The total magnetic intensity data were calculated on a randomized set of sample points. The randomly selected x and y coordinates are shown in Fig. 7, the sample points are defined by ordering all y coordinates to all of the x position resulting in 41 × 41 sample points. The magnetic field data calculated in these non-regular positions were processed using the 2D IRLS-FT algorithm, the resulting spectrum is given in Fig. 8 (for the sake of comparability the IRLS-FT spectrum calculated in the regular grid is also shown).

Fig. 7
figure 7

The randomly selected x and y coordinates used for generating 41 × 41 sample points

As it was observed in the above 1D example, the inversion based 1D IRLS-FT algorithm can successfully be applied in processing non-regularly sampled data set. This important observation is extended to the two-dimensional case by testing the 2D IRLS-FT method on the randomly selected set of sample points. The result is shown in Fig. 8, where for the sake of comparison the 2D IRLS spectrum of the regularly sampled data sets (same as in Fig. 5 on the right) is also presented.

Fig. 8
figure 8

IRLS-FT spectrum of the magnetic data set calculated on equidistant grid (left), IRLS-FT spectrum of the magnetic data set calculated on the non-equidistant grid (right)

As can be seen, the two spectra are the same (both calculations were performed with the same inversion parameters using series expansion by means of Hermite functions of M = 28 order). The produced spectra prove that the 2D IRLS-FT algorithm has also a very important feature that it works on both regularly or irregularly sampled data sets. From this fact it is straightforward to expect, that the method gives the same result in reducing to pole for both regularly sampled (in Fig. 9, left) and randomly sampled data sets (Fig. 9, right).

Fig. 9
figure 9

The pole reduced magnetic data sets using IRLS-FT. Equidistant sampling was used in the left, non-equidistant (random) sampling was used in the right

As it was observed in the above 1D example, the inversion based 1D IRLS-FT algorithm was successfully applied in processing non-regularly sampled data set.
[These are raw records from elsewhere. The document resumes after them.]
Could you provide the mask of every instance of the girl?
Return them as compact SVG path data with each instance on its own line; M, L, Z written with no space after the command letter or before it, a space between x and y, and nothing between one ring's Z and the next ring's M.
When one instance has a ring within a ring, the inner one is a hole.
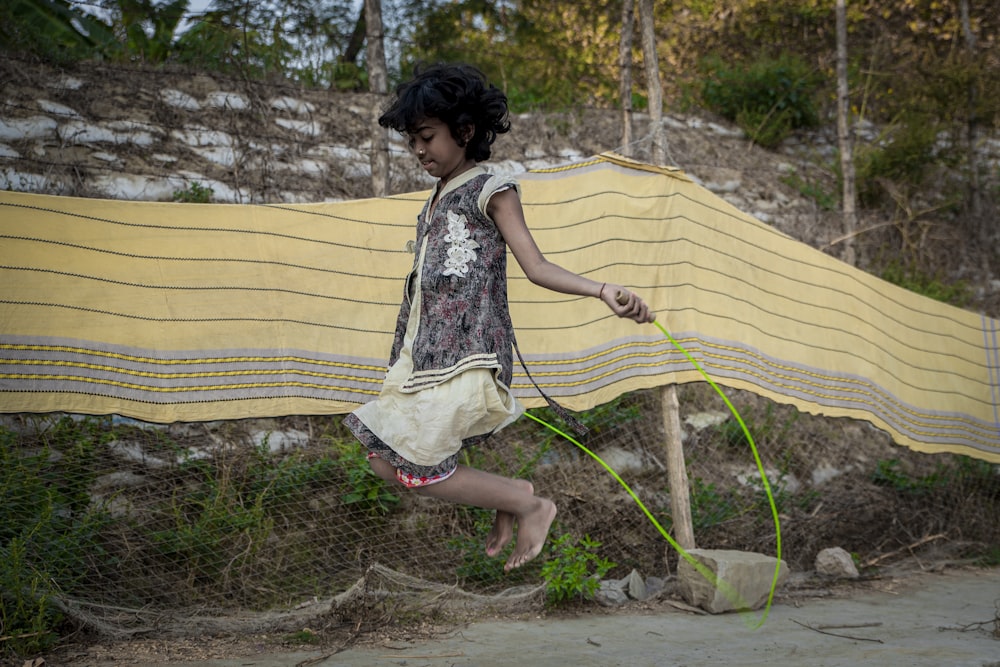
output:
M507 248L536 285L593 296L619 317L653 314L619 285L545 259L528 231L519 186L477 166L510 129L507 98L469 65L435 65L396 88L379 124L409 139L438 179L417 218L413 269L375 401L345 423L381 478L435 498L496 510L486 552L517 540L504 569L538 555L556 515L530 482L458 465L463 447L517 419L510 391L514 330L507 309ZM616 296L618 297L616 299Z

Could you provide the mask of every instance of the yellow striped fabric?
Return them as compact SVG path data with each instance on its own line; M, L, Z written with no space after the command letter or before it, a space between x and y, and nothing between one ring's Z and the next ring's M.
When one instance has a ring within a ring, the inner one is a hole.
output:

This important observation has been extended to the two-dimensional case by testing the 2D IRLS-FT method on the randomly selected set of sample points to give a similar result.

4 Conclusion

We present a further theoretical development of the robust inversion based IRLS-FT method for application in random walk geophysical measurement data processing. This new applicability enables field measurements to be taken at unequal intervals, in that, measurements are obtained without preliminary geodetic work. The introduced IRLS-FT method treats the Fourier transform as an inverse problem. The complex spectrum is discretized by series expansion and the inversion problem is solved for the series expansion coefficients. Taking advantage of the fact, that the Hermite functions are eigenfunctions of the Fourier Transform, they were chosen as basis functions making the algorithm quicker for computation of the Jacobian matrix even in 2D problems.
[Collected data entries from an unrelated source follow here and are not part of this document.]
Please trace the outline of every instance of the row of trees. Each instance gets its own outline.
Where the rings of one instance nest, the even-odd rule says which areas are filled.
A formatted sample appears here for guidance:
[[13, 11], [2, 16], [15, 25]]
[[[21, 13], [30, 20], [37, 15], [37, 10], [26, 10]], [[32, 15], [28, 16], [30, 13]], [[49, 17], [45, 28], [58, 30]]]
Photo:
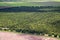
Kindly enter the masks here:
[[42, 7], [21, 6], [21, 7], [1, 8], [0, 12], [60, 12], [60, 8], [50, 6], [42, 6]]

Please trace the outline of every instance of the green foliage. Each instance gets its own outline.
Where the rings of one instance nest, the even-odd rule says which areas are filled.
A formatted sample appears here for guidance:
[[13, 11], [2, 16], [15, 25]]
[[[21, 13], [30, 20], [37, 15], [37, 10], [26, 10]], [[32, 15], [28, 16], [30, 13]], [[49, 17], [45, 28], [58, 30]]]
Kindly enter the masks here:
[[0, 6], [41, 6], [38, 3], [30, 2], [0, 2]]
[[0, 6], [59, 6], [60, 7], [59, 4], [60, 2], [0, 2]]
[[57, 20], [60, 20], [58, 12], [0, 12], [0, 29], [51, 36], [60, 34], [60, 21]]

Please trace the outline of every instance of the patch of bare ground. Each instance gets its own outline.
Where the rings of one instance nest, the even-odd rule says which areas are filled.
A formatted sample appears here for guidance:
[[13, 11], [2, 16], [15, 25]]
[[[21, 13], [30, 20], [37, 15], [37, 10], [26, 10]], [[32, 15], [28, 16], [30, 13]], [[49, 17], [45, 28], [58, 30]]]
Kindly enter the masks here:
[[0, 40], [58, 40], [58, 39], [44, 36], [28, 35], [28, 34], [0, 32]]

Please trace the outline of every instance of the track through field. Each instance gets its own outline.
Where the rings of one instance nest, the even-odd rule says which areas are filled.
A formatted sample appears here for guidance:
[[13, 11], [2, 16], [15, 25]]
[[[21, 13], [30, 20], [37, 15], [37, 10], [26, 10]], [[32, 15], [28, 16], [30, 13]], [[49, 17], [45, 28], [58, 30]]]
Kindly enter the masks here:
[[58, 40], [57, 38], [43, 37], [28, 34], [15, 34], [10, 32], [0, 32], [0, 40]]

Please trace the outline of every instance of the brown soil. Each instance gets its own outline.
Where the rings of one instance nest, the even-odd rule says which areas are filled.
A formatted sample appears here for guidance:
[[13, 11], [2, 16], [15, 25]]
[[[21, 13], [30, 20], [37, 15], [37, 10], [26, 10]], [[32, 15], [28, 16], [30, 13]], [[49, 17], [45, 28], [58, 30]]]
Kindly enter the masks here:
[[28, 34], [0, 32], [0, 40], [57, 40], [57, 39], [51, 37], [28, 35]]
Both one and two-dimensional applications of the IRLS- FT showed favorable results for the new method. In one dimension, IRLS-FT processed waveforms were similar for both equidistant and non-equidistant (even random) sampling. An application on magnetic data showed similar results indicating that the new FT method is applicable irrespective of the sampling protocol applied in the field survey or data acquisition process. The data processing strength of the IRLS- FT method quickens field data acquisition as measurements are not necessarily taken on a grid.
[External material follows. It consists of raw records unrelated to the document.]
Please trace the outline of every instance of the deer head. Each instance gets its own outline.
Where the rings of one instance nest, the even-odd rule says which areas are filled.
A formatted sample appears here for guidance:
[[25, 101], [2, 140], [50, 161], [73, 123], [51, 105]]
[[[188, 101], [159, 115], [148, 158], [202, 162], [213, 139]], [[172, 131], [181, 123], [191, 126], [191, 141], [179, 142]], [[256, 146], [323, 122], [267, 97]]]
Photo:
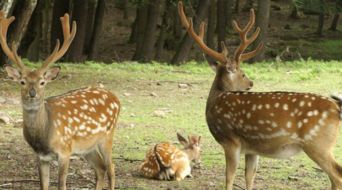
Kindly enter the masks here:
[[188, 136], [188, 140], [181, 134], [177, 133], [178, 141], [184, 146], [183, 151], [189, 156], [190, 161], [194, 161], [195, 164], [201, 163], [201, 136]]
[[256, 54], [263, 48], [263, 44], [259, 44], [258, 47], [248, 53], [244, 53], [247, 47], [258, 37], [260, 28], [247, 37], [248, 32], [253, 28], [255, 23], [254, 10], [250, 11], [250, 20], [248, 24], [241, 29], [236, 21], [233, 21], [234, 29], [239, 33], [241, 44], [235, 50], [234, 56], [230, 57], [228, 49], [224, 42], [221, 42], [222, 52], [217, 52], [209, 48], [203, 41], [205, 23], [200, 24], [199, 34], [196, 34], [193, 28], [192, 20], [188, 19], [184, 13], [183, 3], [178, 2], [178, 13], [183, 26], [186, 28], [188, 34], [195, 40], [197, 45], [202, 49], [203, 53], [214, 59], [214, 61], [208, 61], [210, 67], [216, 72], [216, 86], [220, 90], [228, 91], [242, 91], [249, 90], [253, 86], [253, 82], [248, 79], [245, 73], [240, 69], [240, 64], [246, 61]]
[[7, 45], [7, 31], [9, 25], [14, 21], [14, 17], [5, 18], [4, 12], [0, 12], [0, 44], [4, 53], [8, 56], [10, 61], [16, 65], [14, 68], [11, 65], [5, 65], [5, 70], [8, 77], [18, 82], [21, 85], [21, 97], [24, 105], [24, 109], [36, 109], [40, 103], [44, 101], [44, 88], [45, 85], [56, 79], [60, 71], [59, 66], [49, 66], [60, 59], [67, 49], [69, 48], [72, 40], [76, 34], [76, 22], [72, 24], [70, 32], [69, 15], [65, 14], [61, 17], [61, 23], [63, 27], [64, 42], [60, 48], [60, 42], [57, 40], [56, 46], [51, 55], [46, 58], [42, 66], [38, 69], [30, 70], [22, 62], [21, 58], [17, 54], [17, 47], [13, 43], [12, 48]]

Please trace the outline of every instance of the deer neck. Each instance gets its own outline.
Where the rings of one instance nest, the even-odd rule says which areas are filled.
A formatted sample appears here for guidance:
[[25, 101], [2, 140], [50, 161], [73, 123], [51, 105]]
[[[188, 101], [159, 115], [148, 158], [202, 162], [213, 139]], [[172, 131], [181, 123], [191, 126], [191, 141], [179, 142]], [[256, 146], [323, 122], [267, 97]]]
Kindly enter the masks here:
[[224, 84], [224, 77], [223, 77], [222, 71], [217, 71], [217, 74], [215, 76], [214, 82], [211, 85], [211, 89], [209, 92], [208, 100], [207, 100], [207, 110], [210, 110], [212, 106], [214, 106], [214, 102], [217, 99], [217, 97], [222, 94], [223, 92], [228, 92], [229, 87], [226, 87]]
[[188, 158], [190, 161], [192, 161], [193, 159], [195, 159], [195, 155], [193, 155], [193, 151], [191, 151], [189, 148], [185, 148], [183, 149], [183, 152], [188, 155]]
[[48, 112], [44, 99], [23, 103], [24, 137], [37, 153], [48, 153]]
Comparatively, the inversion-based Fourier transformation algorithm proved to have a higher noise rejection capability than the traditional DFT method as demonstrated in reduction to pole of magnetic data (Dobróka et al. 2017). In this paper, it was further shown that the inversion-based Fourier transformation algorithm can be effectively used in processing data set collected in non-equidistant (even in random walk) measurement geometry.